Cyrus sonrió levemente.
“Lo hiciste bien. Debió de ser tierno.” (Cyrus)
Arianna se sonrojó y bajó la mirada.
«Ese es tu problema.»
“Cuando vieron mi herida, los dos armaron un gran alboroto, como si ellos fueran los heridos.”
“Es comprensible. Unos dedos tan bonitos están hechos un desastre.” (Cyrus)
“Tú estás igual, Cei. Frunces el ceño igual que ellos, como si fueras tú el herido.”
“Pensaba que habría sido mejor si yo fuera el herido.” (Cyrus)
“Entonces creo que me dolería el corazón.”
“Ese es tu problema, no el mío.” (Cyrus)
“¡Ay, Dios mío!
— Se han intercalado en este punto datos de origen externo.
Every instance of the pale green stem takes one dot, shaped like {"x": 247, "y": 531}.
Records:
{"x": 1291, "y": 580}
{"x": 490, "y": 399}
Había oído rumores de que el Señor del Norte era despiadado, pero al verlo en persona, es aún más despiadado.”
Cyrus rió suavemente, luego tomó la barbilla de Arianna entre el pulgar y el índice y la levantó con delicadeza.
“Entonces, ¿nadie te ha contado un dicho como este?” (Cyrus)
Los labios de Cyrus se posaron suavemente en los de Arianna. Mientras compartían un beso lento y tierno, Cyrus susurró:
“El gobernante del Norte es apasionado con su mujer.” (Cyrus)
Y así era.
Sus labios estaban fríos, pero su aliento era cálido. Ese calor disipó sus preocupaciones, y Arianna lo olvidó todo por un instante, entregándose por completo a él.